Alcynthe est un géant, il mesure bien deux mètres, je crois même un peu plus.
Il est perché là-haut, au dessus de nous tous, il est si grand qu'il pourrait d'une seule main prendre l'un d'entre nous , le hisser vers le ciel, peut-être jusqu'aux nuages.
Lorsqu'il entre dans une pièce, un salon, une antichambre, il en occupe à lui seul la moitié, et nous tous, autant que nous sommes, nous nous serrons dans le peu d'espace qu'il nous reste.
Alcynthe a toujours été grand, je pense qu'il a dû naître grand, du plus loin que je me souvienne, je ne connais personne qui l'ai connu petit.
Alcynthe est d'un autre monde, d'une autre planète, il a brillamment réussi ses études de mathématiques appliquées, de sciences puis de brillant ingénieur pour enfin en former d'autres sans jamais avoir semblé faire le moindre effort.

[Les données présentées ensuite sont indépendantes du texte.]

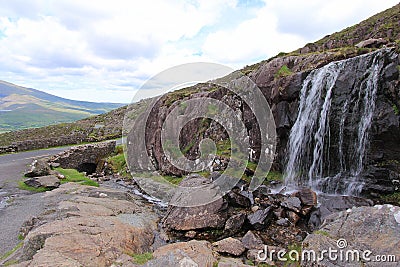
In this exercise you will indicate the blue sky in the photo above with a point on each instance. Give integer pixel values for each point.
(105, 50)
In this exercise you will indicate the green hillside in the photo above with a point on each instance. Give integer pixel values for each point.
(22, 108)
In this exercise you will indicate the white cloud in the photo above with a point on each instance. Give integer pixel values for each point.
(99, 51)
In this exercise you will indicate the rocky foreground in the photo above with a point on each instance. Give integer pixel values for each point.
(110, 225)
(92, 226)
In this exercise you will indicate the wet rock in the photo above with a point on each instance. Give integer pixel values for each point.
(48, 181)
(253, 255)
(260, 219)
(229, 245)
(292, 203)
(283, 222)
(293, 217)
(332, 204)
(307, 197)
(255, 208)
(262, 191)
(39, 167)
(234, 223)
(252, 241)
(236, 199)
(376, 229)
(192, 253)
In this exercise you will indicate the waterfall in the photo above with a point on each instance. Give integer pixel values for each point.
(329, 139)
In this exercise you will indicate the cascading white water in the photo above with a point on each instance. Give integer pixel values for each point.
(325, 159)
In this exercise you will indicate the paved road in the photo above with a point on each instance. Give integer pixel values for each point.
(17, 206)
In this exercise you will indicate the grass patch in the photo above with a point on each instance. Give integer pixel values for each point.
(72, 175)
(23, 186)
(141, 258)
(9, 253)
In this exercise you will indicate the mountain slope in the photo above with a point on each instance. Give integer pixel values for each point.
(22, 108)
(301, 60)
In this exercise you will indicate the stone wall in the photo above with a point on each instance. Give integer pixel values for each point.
(88, 158)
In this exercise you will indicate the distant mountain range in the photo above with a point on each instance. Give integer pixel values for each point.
(22, 108)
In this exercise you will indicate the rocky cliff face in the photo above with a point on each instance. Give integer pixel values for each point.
(281, 81)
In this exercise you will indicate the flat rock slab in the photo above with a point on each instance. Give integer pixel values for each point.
(84, 229)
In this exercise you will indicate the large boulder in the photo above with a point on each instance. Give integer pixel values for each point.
(363, 229)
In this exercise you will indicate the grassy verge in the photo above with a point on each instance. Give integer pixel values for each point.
(72, 175)
(23, 186)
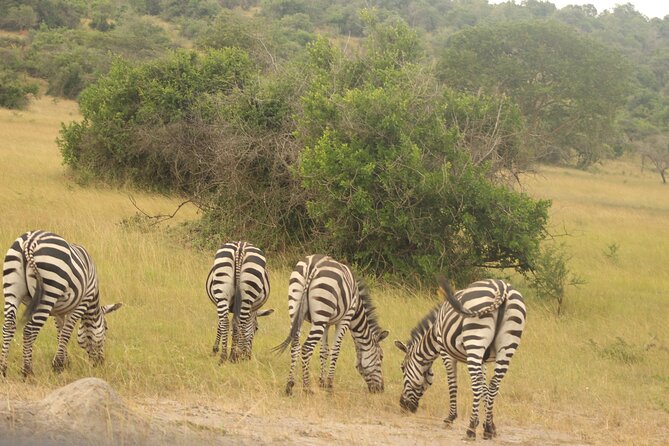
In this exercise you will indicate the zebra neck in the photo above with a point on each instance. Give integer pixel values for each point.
(426, 348)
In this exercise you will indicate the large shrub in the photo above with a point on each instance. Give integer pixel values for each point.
(15, 93)
(395, 175)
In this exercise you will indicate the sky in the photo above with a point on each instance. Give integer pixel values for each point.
(649, 8)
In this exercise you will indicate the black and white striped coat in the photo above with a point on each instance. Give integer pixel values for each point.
(326, 292)
(52, 278)
(481, 323)
(238, 282)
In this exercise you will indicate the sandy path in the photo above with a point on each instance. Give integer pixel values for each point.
(89, 412)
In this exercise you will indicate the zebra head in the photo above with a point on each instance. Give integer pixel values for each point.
(369, 357)
(249, 329)
(92, 333)
(418, 377)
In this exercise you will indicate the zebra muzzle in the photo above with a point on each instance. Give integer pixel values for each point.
(408, 405)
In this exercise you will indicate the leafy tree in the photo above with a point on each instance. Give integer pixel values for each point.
(14, 93)
(655, 149)
(19, 17)
(390, 180)
(568, 87)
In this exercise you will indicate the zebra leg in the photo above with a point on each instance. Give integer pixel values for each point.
(222, 330)
(341, 330)
(501, 367)
(325, 354)
(60, 361)
(235, 348)
(315, 335)
(479, 390)
(30, 332)
(8, 330)
(294, 354)
(452, 378)
(241, 348)
(15, 290)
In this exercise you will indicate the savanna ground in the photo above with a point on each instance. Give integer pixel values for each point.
(598, 374)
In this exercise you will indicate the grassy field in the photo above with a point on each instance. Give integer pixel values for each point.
(600, 371)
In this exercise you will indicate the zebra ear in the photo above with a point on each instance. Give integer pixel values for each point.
(109, 308)
(401, 346)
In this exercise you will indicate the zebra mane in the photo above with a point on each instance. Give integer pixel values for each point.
(368, 305)
(424, 325)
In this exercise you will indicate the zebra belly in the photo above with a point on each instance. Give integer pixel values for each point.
(66, 303)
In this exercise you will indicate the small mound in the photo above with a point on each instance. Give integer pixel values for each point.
(91, 408)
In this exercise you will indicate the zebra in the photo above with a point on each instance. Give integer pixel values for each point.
(52, 277)
(326, 292)
(482, 323)
(238, 282)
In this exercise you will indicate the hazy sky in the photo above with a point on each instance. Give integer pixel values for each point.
(649, 8)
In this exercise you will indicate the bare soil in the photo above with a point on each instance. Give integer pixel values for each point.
(90, 412)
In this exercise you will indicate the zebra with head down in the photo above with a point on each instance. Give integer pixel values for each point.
(482, 323)
(326, 292)
(52, 278)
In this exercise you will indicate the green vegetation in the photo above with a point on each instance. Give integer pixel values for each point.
(568, 87)
(394, 137)
(598, 373)
(390, 177)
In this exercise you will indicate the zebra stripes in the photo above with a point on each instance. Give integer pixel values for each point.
(238, 282)
(52, 277)
(482, 323)
(325, 292)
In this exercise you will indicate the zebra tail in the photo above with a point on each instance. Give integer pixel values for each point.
(28, 253)
(446, 291)
(237, 302)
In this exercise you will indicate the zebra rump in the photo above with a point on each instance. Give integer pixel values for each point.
(52, 278)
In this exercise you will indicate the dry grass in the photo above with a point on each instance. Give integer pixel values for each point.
(571, 374)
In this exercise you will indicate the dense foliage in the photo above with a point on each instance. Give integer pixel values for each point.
(567, 86)
(395, 142)
(390, 177)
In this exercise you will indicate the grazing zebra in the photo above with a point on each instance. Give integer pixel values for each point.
(52, 277)
(482, 323)
(325, 292)
(238, 283)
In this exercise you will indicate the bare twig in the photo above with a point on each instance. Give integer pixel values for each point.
(160, 217)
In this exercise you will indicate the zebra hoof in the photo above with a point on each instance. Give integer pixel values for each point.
(489, 431)
(448, 421)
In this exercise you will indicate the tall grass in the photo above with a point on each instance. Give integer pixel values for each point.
(600, 371)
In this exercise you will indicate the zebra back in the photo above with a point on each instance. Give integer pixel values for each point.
(305, 271)
(483, 290)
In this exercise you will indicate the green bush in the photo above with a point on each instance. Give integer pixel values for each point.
(395, 180)
(14, 93)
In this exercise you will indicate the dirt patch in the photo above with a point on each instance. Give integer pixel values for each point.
(89, 411)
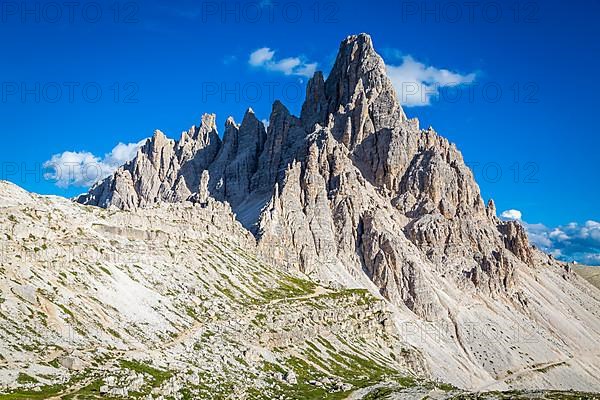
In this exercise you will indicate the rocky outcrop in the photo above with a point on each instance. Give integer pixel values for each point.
(352, 192)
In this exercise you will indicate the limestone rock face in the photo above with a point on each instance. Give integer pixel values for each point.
(355, 194)
(351, 192)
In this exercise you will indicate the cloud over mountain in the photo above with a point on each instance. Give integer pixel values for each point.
(83, 169)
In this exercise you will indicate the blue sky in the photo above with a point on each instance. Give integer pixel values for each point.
(525, 120)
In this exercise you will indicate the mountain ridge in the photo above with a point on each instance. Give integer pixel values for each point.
(354, 193)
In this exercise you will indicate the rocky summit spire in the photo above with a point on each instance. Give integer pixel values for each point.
(355, 194)
(352, 189)
(358, 75)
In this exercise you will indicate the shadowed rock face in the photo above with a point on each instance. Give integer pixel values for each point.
(352, 190)
(355, 193)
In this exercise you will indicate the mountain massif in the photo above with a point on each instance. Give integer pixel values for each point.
(334, 252)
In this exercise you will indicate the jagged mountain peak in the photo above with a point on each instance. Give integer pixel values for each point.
(354, 194)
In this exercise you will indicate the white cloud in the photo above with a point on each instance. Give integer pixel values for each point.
(512, 214)
(570, 242)
(265, 58)
(83, 169)
(417, 84)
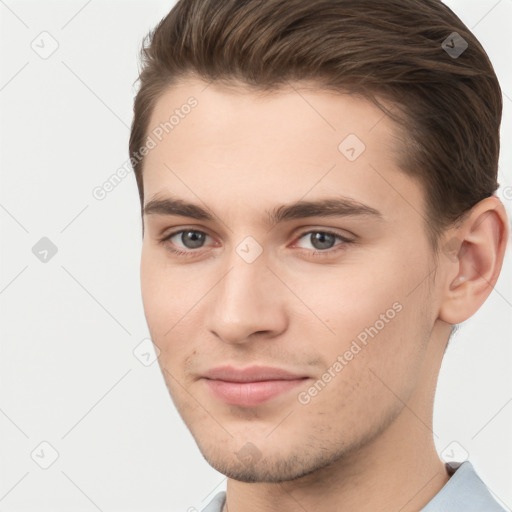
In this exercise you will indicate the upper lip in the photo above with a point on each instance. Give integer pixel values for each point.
(250, 374)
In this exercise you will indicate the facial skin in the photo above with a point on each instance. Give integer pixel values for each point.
(364, 441)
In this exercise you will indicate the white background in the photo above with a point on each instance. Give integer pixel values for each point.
(69, 326)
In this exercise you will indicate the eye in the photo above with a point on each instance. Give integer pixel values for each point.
(322, 241)
(193, 239)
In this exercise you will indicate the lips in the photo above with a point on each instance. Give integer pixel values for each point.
(252, 386)
(250, 374)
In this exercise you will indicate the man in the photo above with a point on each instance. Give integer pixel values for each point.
(317, 184)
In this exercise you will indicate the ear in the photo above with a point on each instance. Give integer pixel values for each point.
(472, 258)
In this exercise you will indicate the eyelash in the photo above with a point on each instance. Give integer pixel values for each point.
(315, 253)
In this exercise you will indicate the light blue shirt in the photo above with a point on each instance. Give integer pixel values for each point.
(464, 492)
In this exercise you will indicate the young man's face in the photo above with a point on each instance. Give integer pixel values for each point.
(358, 315)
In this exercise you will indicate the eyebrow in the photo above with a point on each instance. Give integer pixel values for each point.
(327, 207)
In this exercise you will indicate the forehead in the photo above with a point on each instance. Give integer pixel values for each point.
(244, 147)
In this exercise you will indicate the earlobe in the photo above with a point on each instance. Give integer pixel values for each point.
(472, 260)
(457, 281)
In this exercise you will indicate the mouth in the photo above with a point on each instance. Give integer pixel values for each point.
(250, 394)
(252, 386)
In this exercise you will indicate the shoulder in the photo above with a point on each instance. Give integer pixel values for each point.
(217, 503)
(464, 492)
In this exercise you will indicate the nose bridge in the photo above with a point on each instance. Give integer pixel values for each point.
(245, 300)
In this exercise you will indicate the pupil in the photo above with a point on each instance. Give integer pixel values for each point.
(196, 239)
(321, 237)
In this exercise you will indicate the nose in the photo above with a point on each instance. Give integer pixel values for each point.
(248, 301)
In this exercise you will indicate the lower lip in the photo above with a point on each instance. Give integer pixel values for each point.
(248, 394)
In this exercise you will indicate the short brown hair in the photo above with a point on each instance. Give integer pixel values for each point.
(448, 107)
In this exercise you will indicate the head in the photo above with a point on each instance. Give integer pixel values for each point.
(390, 146)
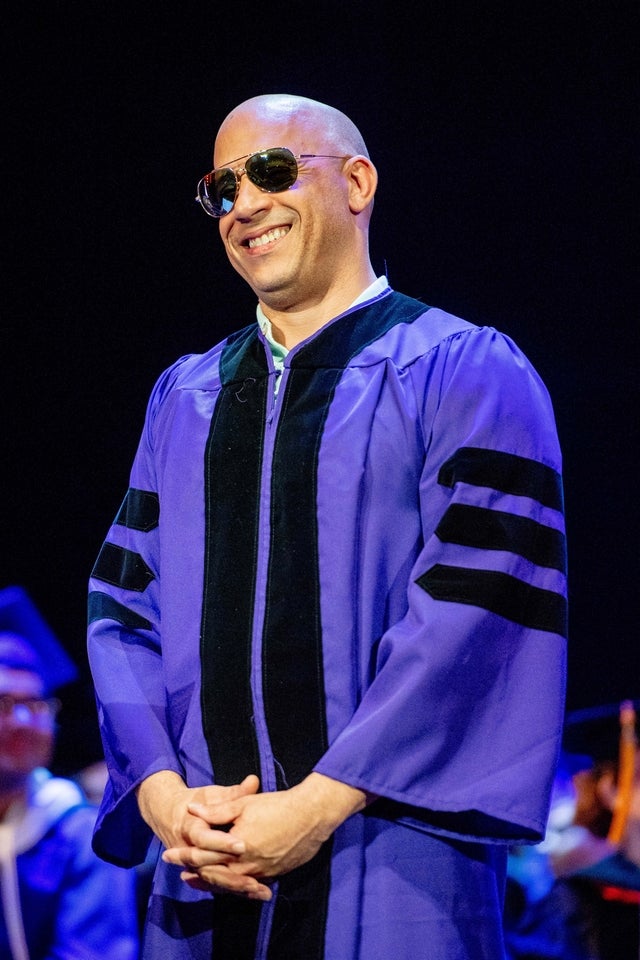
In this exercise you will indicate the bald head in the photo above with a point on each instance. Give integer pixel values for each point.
(318, 127)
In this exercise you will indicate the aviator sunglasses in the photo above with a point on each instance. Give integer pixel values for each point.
(273, 171)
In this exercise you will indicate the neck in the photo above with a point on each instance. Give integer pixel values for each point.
(296, 322)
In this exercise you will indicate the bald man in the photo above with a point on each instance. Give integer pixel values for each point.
(327, 626)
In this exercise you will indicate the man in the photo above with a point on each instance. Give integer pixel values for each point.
(58, 898)
(338, 576)
(590, 910)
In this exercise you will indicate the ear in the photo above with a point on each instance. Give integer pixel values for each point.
(363, 180)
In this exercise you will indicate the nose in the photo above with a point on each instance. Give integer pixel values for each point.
(249, 197)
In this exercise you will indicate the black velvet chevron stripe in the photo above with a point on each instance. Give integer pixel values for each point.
(503, 471)
(499, 593)
(140, 510)
(122, 568)
(103, 607)
(497, 530)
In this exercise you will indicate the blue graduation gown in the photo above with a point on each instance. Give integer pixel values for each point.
(362, 574)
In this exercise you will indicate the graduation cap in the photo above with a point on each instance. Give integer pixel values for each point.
(594, 732)
(28, 643)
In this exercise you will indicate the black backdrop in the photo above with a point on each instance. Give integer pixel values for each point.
(505, 136)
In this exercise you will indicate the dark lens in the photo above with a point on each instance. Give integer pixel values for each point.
(272, 170)
(221, 189)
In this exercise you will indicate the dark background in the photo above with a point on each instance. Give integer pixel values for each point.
(505, 136)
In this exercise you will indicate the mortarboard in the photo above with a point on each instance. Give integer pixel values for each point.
(28, 643)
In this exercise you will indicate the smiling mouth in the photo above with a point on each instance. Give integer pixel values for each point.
(268, 237)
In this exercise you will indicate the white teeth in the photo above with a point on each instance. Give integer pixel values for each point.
(268, 237)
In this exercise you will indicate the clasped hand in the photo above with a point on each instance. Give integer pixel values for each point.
(230, 838)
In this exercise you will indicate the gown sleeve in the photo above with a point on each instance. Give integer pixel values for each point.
(459, 729)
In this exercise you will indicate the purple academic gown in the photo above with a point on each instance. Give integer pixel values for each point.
(362, 574)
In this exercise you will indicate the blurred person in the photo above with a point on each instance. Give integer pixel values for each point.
(590, 909)
(338, 575)
(59, 901)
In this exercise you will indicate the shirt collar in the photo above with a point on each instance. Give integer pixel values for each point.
(374, 289)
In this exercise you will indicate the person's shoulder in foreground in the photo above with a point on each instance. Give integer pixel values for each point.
(339, 568)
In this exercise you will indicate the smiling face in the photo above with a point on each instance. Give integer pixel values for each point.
(307, 245)
(26, 738)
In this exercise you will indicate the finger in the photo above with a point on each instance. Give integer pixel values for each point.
(195, 856)
(243, 886)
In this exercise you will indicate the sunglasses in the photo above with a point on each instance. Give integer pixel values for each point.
(273, 171)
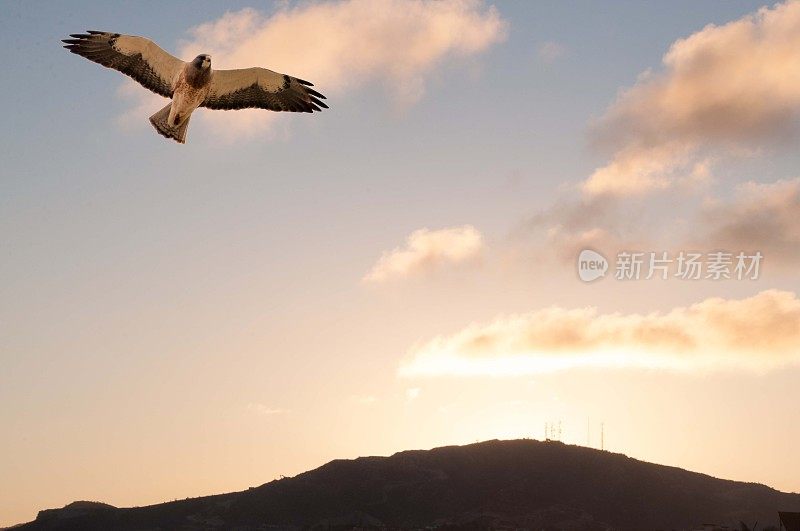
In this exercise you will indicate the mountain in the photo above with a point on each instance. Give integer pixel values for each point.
(494, 484)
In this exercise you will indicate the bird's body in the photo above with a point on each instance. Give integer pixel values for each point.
(193, 84)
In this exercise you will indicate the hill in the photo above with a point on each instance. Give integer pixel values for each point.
(494, 484)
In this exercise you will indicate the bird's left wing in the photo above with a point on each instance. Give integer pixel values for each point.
(261, 89)
(137, 57)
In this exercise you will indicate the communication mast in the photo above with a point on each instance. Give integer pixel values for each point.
(602, 436)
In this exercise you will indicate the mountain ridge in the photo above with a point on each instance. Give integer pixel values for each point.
(515, 484)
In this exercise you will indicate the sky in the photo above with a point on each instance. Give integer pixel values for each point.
(399, 271)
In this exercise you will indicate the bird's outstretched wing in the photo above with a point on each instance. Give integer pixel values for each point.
(261, 89)
(136, 57)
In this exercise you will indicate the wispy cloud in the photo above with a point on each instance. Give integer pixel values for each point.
(730, 87)
(413, 393)
(760, 216)
(264, 410)
(756, 333)
(426, 250)
(343, 45)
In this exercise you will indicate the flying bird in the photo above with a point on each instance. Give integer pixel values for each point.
(193, 84)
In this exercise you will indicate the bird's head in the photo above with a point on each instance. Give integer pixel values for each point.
(202, 61)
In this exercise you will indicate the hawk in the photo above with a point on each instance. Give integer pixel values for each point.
(193, 84)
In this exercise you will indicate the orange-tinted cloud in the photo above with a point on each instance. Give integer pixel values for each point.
(426, 250)
(760, 216)
(757, 333)
(729, 87)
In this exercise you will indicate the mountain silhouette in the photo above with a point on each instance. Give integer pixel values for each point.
(518, 484)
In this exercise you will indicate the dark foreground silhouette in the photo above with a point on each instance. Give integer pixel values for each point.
(494, 484)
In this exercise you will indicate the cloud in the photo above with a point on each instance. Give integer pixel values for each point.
(757, 333)
(731, 88)
(550, 51)
(759, 217)
(426, 250)
(266, 411)
(343, 45)
(413, 393)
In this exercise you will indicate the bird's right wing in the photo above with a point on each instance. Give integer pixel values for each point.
(137, 57)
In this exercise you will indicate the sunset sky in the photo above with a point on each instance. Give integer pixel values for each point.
(399, 271)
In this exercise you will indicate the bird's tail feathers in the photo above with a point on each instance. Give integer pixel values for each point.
(160, 121)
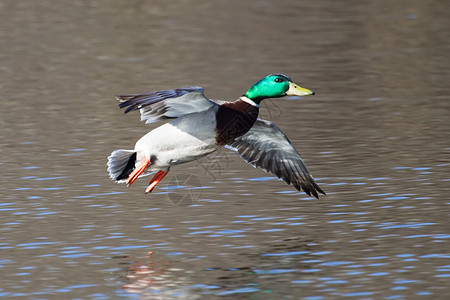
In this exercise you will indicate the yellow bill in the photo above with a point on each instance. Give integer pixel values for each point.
(296, 90)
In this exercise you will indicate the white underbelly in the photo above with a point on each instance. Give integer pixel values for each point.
(182, 140)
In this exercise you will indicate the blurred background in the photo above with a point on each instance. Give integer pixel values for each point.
(375, 136)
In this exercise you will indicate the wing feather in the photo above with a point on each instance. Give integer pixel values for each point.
(266, 147)
(166, 104)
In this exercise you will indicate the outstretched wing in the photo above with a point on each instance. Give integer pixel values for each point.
(265, 146)
(167, 104)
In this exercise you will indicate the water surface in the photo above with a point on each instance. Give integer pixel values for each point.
(375, 137)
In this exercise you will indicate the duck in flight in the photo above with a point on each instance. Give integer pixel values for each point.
(198, 126)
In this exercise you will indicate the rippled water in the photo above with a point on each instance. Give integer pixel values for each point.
(375, 136)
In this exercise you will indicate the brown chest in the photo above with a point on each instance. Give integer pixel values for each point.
(233, 120)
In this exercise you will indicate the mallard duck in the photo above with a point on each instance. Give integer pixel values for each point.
(198, 126)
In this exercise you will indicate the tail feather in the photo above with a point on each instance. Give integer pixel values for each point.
(120, 164)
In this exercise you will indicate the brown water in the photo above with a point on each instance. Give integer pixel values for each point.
(376, 137)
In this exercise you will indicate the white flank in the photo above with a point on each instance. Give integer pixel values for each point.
(245, 99)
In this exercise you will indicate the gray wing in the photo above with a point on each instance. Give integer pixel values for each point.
(265, 146)
(167, 104)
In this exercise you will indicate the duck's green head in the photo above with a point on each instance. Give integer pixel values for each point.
(275, 86)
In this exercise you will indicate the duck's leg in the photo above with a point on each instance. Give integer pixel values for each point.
(138, 170)
(155, 180)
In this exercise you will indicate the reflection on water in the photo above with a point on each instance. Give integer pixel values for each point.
(375, 137)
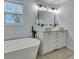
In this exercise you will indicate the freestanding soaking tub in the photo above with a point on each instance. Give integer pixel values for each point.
(25, 48)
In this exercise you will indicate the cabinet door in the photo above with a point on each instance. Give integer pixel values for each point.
(61, 39)
(49, 43)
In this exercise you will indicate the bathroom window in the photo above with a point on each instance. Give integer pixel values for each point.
(13, 13)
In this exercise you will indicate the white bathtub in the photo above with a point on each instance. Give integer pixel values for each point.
(26, 48)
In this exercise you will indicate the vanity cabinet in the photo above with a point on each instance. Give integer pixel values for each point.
(51, 40)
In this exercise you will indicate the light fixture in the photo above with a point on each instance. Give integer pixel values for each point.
(45, 8)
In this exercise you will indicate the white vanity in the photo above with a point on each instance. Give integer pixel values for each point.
(51, 39)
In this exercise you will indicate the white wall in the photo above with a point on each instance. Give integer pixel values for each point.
(24, 30)
(66, 18)
(47, 16)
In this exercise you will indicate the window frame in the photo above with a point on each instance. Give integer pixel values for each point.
(13, 24)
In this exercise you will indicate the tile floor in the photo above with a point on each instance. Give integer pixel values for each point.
(63, 53)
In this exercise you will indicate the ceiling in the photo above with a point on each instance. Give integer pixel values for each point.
(54, 2)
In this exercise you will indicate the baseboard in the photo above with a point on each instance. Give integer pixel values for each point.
(70, 48)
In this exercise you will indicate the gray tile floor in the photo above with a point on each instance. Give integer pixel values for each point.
(63, 53)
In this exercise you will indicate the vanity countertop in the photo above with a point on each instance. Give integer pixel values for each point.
(49, 29)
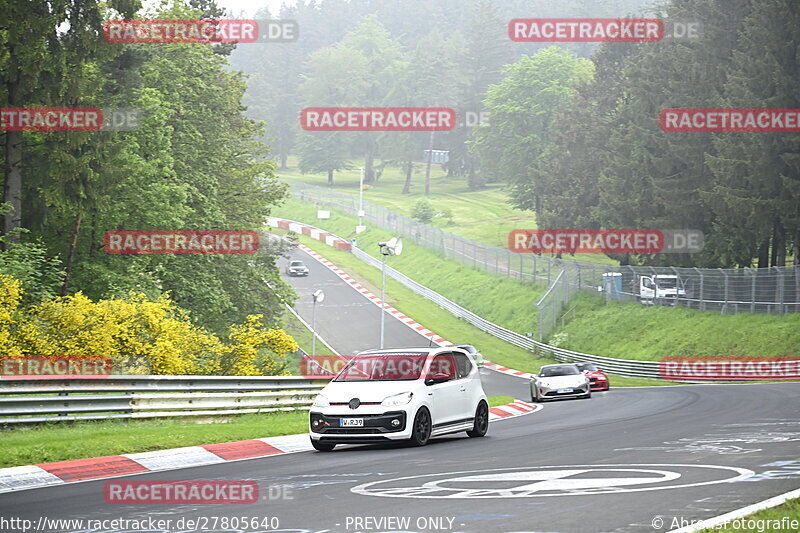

Pour Alcynthe, la vie est un jeu.
Alcynthe est un enfant, il est inconséquent, se fout de tout, n'a peur de rien... de quoi voulez-vous qu'il est peur ? Il n'y a plus que lui comme géant sur cette terre, le diable n'existe pas et tous les ogres ont disparu avec la barbarie.
Alors Alcynthe s'amuse à défier toutes les règles de la réalité, s'évertue à faire des tours de magie, se fait respecter des gens érudits et reçoit l'affection des enfants qui l'adorent.
Alcynthe est un clown, un clown de plusieurs mètres...
Sa femme est raisonnable de structure psychologique comme de taille et, par le plus grand des hasards, elle a rencontré Alcynthe et ne l'a plus quitté.
Elle est ainsi contrainte de passer ses soirées, ses weekends, ses vacances avec un adolescent de plusieurs mètres.
Alcynthe, de là haut, ne respire pas notre air, ne voit pas ce que l'on voit, il peine parfois à nous comprendre et nous lui rendons bien.
Alors Alcynthe converse avec la lune, le soleil, les étoiles, de choses qui nous sont inconnues.
Il vit de rêves et de romances, d'imaginaire et de fantasque, d'irréel et de fictif, les pieds sur terre... mais la tête dans les étoiles.
Alcynthe dessine dans les nuages, personne ne devine le secret de ses gestes lents aérés, des arc-en ciel imaginaires, des fleurs à la pureté pendulaire que lui seul ne sait voir et que personne jamais ne saura recevoir.
Alcynthe a un cœur grand comme ça...
Alcynthe parfois ne supporte plus cette solitude en altitude.
Personne ne le croit ni ne l'entend plus malgré sa touchante sollicitude.
Alors Alcynthe, s’accroupit au niveau des terriens, rampe jusqu'au canapé de velours cottelé rouge carmin... dévisse le bouchon de son vice... se verse le dernier verre d'un immense Bourbon avant de plonger dans l'océan du néant.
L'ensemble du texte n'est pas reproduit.